Here we go again and this week it’s only apt that we continue to spread the Scorpions’ feelgood factor in our regular look at our favourite records from the late 80s and early 90s – and their modern-day rivals for our affections.
Now: 2007 Humanity: Hour 1 (BMG) sees a bunch of old blokes with a huge back catalogue prove there’s still a sting in the tail of the Scorpions.
In an age when the concept record is suddenly cool again our favourite Tuetonic terrors get their teeth into 12 typically emotive slabs of melodic rock and leave fans gripped from start to finish.

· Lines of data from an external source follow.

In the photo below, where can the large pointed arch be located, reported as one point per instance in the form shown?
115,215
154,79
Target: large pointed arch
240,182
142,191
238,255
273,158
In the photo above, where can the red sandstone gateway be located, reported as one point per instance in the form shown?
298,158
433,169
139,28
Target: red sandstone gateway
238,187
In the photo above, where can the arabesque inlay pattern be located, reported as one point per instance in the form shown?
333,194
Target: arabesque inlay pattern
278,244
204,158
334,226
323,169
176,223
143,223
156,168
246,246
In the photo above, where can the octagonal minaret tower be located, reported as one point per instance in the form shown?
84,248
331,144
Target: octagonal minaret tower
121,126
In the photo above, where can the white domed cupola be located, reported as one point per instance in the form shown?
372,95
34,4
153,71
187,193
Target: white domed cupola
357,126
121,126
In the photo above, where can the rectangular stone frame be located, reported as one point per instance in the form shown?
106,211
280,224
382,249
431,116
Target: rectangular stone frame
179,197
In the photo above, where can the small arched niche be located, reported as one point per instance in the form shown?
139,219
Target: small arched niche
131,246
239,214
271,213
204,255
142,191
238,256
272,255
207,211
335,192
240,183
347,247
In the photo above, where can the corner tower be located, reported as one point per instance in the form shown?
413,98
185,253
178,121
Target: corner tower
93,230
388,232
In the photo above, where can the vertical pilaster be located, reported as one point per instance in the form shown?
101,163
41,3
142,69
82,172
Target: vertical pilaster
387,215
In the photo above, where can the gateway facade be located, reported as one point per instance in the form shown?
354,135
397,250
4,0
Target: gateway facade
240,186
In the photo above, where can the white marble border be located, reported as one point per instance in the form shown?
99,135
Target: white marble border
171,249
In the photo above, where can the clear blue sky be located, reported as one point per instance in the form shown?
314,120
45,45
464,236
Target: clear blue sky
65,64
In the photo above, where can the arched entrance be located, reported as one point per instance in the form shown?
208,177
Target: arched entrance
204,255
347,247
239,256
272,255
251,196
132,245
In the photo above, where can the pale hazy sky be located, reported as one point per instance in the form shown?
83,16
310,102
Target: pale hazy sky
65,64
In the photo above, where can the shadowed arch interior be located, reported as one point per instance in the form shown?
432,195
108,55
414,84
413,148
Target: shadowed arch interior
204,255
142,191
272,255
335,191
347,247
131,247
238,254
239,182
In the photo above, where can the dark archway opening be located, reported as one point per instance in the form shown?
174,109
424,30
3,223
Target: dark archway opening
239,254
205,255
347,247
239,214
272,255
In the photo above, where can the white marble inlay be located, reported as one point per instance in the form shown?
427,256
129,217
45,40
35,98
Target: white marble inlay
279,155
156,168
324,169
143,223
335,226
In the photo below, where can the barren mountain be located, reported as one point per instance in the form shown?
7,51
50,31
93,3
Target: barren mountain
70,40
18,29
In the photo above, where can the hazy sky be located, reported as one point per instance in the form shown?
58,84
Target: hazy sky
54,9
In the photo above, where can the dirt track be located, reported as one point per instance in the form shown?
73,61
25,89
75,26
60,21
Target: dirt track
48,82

The Scorpions, of course, have always had a social conscience and whether they’re whistling about the fall of Communism or taking a serious look at our global future they manage to do so with a certain panache. And this outstanding record is chock full of enough hook-laden tunes to ensure there’s no need to buy into the full concept every time.
We Were Born To Fly and You’re Lovin’ Me To Death are deliciously Scorpions as Klaus Meine stands toe-to-toe with fellow veteran crooners David Coverdale and Joe Lynn Turner in the battle for vocal supremacy. This is a record to impress the band’s 70s die-hards, their 80s fanatics and the Johnny-come-latelies of the Wind Of Change-era 90s.
More significantly it proves there is a place for the Scorpions almost a decade into the 21st century – even if an often sobering album suggests that place is going to pot.
rushonrock rated: 8/10 Scorp Blimey!
…And Then: 1990 Crazy World (Mercury) is the ballad-packed smash hit record which secured the Scorpions a new global fan base on the back of a classic song with a whistled melody.
Wind Of Change is, to this day, the one song music fans will point to when asked to name a tune by Germany’s biggest-selling rock band. And yet Send Me An Angel, from the same album, is the superior lighter-waving anthem – even if it lacks Klaus Meine’s pursed lips and a political message.
At a time when hair metal ruled, this Keith Olsen-produced opus was up there alongside anything Def Leppard, Whitesnake, Motley Crue or Aerosmith could manage. The ballads aside there were enough formulaic Scorpions rockers to keep the band’s increasingly disbelieving fan base at bay – although there is no doubt this album divided opinion right down the middle.
For those of us who like our production slick, our choruses big and our guitar solos crisp and catchy there’s an argument to say this is the best thing the Scorpions ever did. But it’s no surprise that a band rooted in superior late 70s/early 80s melodic rock was able to rise to the challenge of the MTV generation and lay down their own marker in an era when looks weren’t everything.